Musical instrument classes?  Yes I’d pay for those again.  Why?  Because the sense of achievement and pride the girls gained from mastering an instrument was huge.  It also enabled them to play in church festivals at primary school and in the orchestra at senior school, all of which they enjoyed.  Do either of them play an instrument now?  No, they do not.  So what was the long term point of learning I hear you ask.  They understand the effort involved, and know that they applied themselves and achieved.  They can take that experience and belief in themselves and apply it to other areas of their lives as adults.

Dance classes?  Yes I’d pay for those again.  Why?  Again for their sense of joy and  pleasure in taking part in dance festivals and displays.  Do either of them dance now?  Socially – all the time like most young people.  In classes?  Our younger daughter danced until she was 16, and then did tap dancing classes whilst at university recently but the cost prevented her from continuing.  Now that she’s graduated she says that she will probably take up dancing again.  Elder daughter enjoyed the gymnastics classes the most – suited her athletic approach to life, and she gave up dance at 12 to pursue sport.
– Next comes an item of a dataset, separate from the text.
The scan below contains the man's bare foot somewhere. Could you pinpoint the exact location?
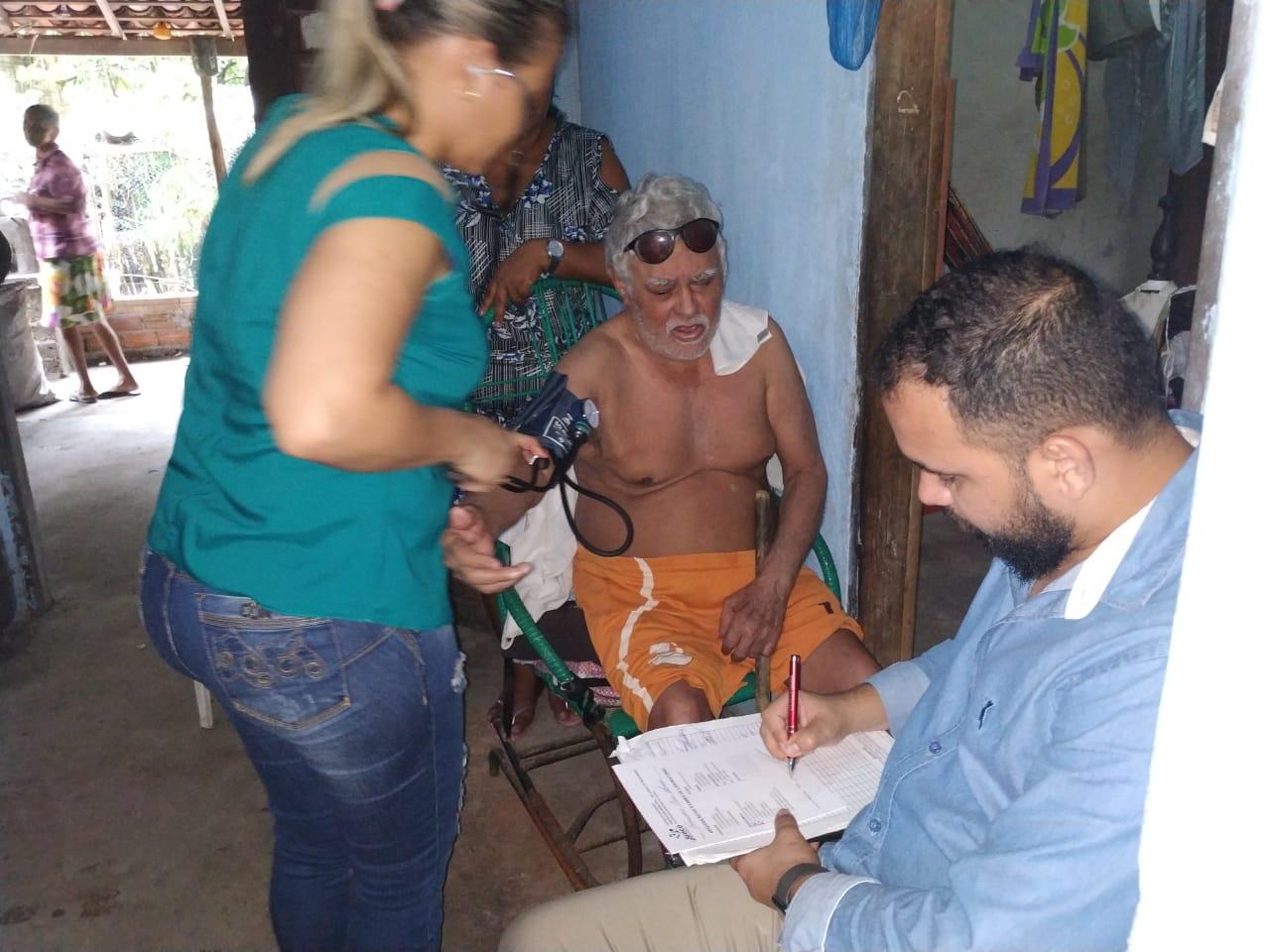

Drama classes?  Yes, I’d pay for those again.  Younger daughter did these for a number of years.  She thoroughly enjoyed them.  I’d say that these classes provided an outlet for her creativity on stage, and taught her to channel her enthusiastic energy for life.  She still is a drama queen to be honest.

Badminton classes?  Yes I’d pay for those again.  Elder daughter benefited hugely from taking part in sporting activities both in school and outside of school.  She gained in confidence, and played badminton at county level for two years.  She still plays the game now.

My lovely grown up daughters

Swimming lessons?   Yes I’d pay for those again.  Both girls are very good swimmers.  We took them both swimming weekly from being babies, feeling that they should be able to swim for their own safety.  They learned quickly, loved it, and joined a local swimming club.

Rainbows and Brownies?   Yes I’d do that again.  They gained so much from the weekly meetings about teamwork, friendship, group activities, creative activities and much more.  I learned a lot too as I used to help out at the weekly meetings.

We used to take the occasional horse-riding lesson or two; both girls played golf with their father, and as a family we used to do many other fun activities, mostly outdoor things like cycling and walking.  None of these would I change or have my family miss out on.

So it looks as if I’d still run myself ragged to meet a hectic weekly schedule if I had my time over again.  There are other things, however, that this midlife mother would change, and this is where the hindsight comes in.

I remember being quite ambitious for my children; I can recall encouraging them in all things.  I wanted them to be good at stuff so that they would feel great about themselves.  And they were good at almost everything they did.  But being good at something does not guarantee that they will continue with it or develop it further.  Our elder daughter did very well at school and could have been anything she wanted to be.  She chose to be a horticulturalist.  She’s an exceptionally good horticulturalist too, loving what she does. And now, with hindsight, I can see that it wouldn’t matter what she had chosen to do, so long as it was something she really wanted to do she would be good at it.

Our younger daughter has just graduated from university and is now undertaking a Masters course.  She’s hoping to lecture at university in the future.  To be absolutely honest I could never have seen that one coming.

In conclusion then maybe I’d tone down my ambition for them if I had my time again.  I’d ease up on myself too and take a much more relaxed approach, because ultimately all a parent can do is give kids the best opportunities available, a range of interests, sports and hobbies to participate in and grow their confidence, and then sit back and watch this space really.  Things never turn out quite how you expect them to, do they?